Ever since Mitt Romney came onto the political scene as a serious (ahem) presidential candidate it seems like we've heard a lot more talk about the famous White Horse prophesy of Joseph Smith. There is no exact quote from the Prophet, but the jist of it is that one day the Constitution will hang by a thread, and the nation itself will be in peril, and will be saved by the elders of the church.
With Pres. Obama now in charge of the nation there has been no shortage of idle chatter that the Constitution will soon, if not already, be hanging by the thread and need saving by someone like brave Mitt Romney. I enjoy the mental picture of hero-esque Mitt Romney on a valiant white steed, hair perfectly coiffed, sword in hand, riding in from the East to save the Constitution.
But I don't want to make the impression that it is a silly prophesy, or that there is no need to be vigilant in protecting the Constitution. In fact, these last few years we've come closer than ever before. We just learned that in 2002 the Bush administration, at the urging of (surprise!) Dick Cheney, considered sending the military to Buffalo, New York to make domestic arrests of suspected terrorists.
The Bill of Rights, which is part of the Constitution, protects us from "unreasonable searches and seizures," which has been universally interpreted to ban the use of military for domestic purposes, like making arrests. There is also the Posse Comitatus Act of 1878 which prohibits the military from acting as law enforcement. There is also the very spirit of Democracy and Freedom itself which informs normal Americans' fear of tyranny and unrestrained executive power.
Now, I've been to Buffalo and I consider it to be part of America. I also think that if the military showed up in my neighborhood to arrest a neighbor I might have some serious doubts about the health of our Constitution and our nation. For once we can praise the good sense of Pres. Bush who nixed the idea and sent the FBI.
As far as recent Constitutional thread-hanging, lets not forget the holding of American citizens in Guantanamo without charges or trial (Fifth and Sixth Amendments), or Richard Cheney claiming that the vice president is not part of the executive branch (Article II) or really the legislative branch (Article I) with the implication that the Constitution does not apply to him (seriously, gasp), or warrantless wiretaps (Fourth Amendment), or any of a number of other offenses against our core document.
Bush's snippings of the proverbial fibers from which the Constitution is suspended are just the latest in a long line of anti-Constitutional laws passed in times of war from the Alien and Sedition Acts to the suspension of habeus corpus; from the oppression of freedom of speech to the internment of Japanese Americans.
Here is the difference I see, though.

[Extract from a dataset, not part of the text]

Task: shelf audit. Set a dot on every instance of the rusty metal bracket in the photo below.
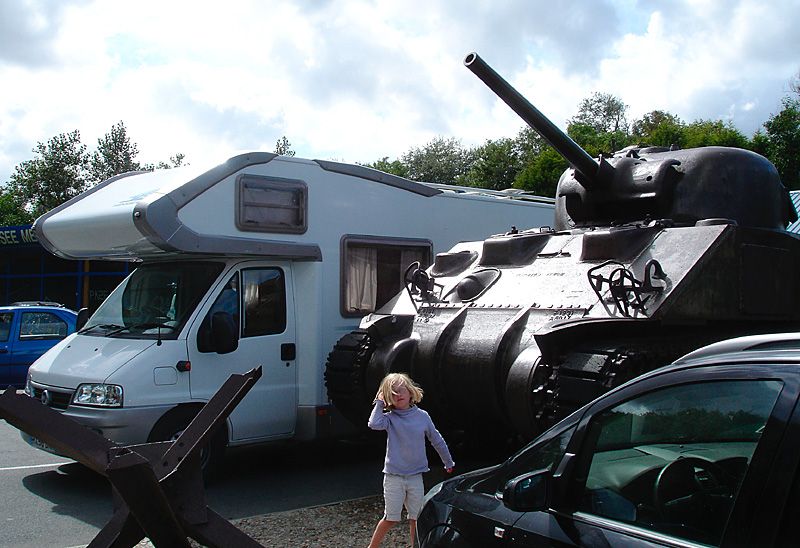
(628, 293)
(158, 487)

In the previous cases (we're talking the War of 1812, the Civil War, the World Wars) the wars were discrete engagements with clear goals and obvious starting and ending points. The war on terror, as defined by the Bush administration, was open-ended and poorly defined. Bush was not the political equivalent of the Anti-Christ, intent on destroying America, but he, and more overtly Cheney, laid the blueprint for how it could be done.
First, identify a legitimate threat of terror or some other nefarious non-state actor. Second, exploit Americans' fear of this threat. Third, declare a war against it with poorly defined boundaries, goals, and strategies. Fourth, enact tyrannical anti-Constitutional laws in the name of protecting Americans from this threat. Fifth, pour a martini, sit back, and enjoy the fruits of unfettered power.
We are still at a point where we see unconsitutionality and call it out and fix it. We are still vigilant. I have no doubt that the day will come when the Constitution and the nation are threatened from within, but we are nowhere near that point now, we are further away from that point than we were in the previous eight years, and Mitt Romney will not be riding in on a White Horse any time soon.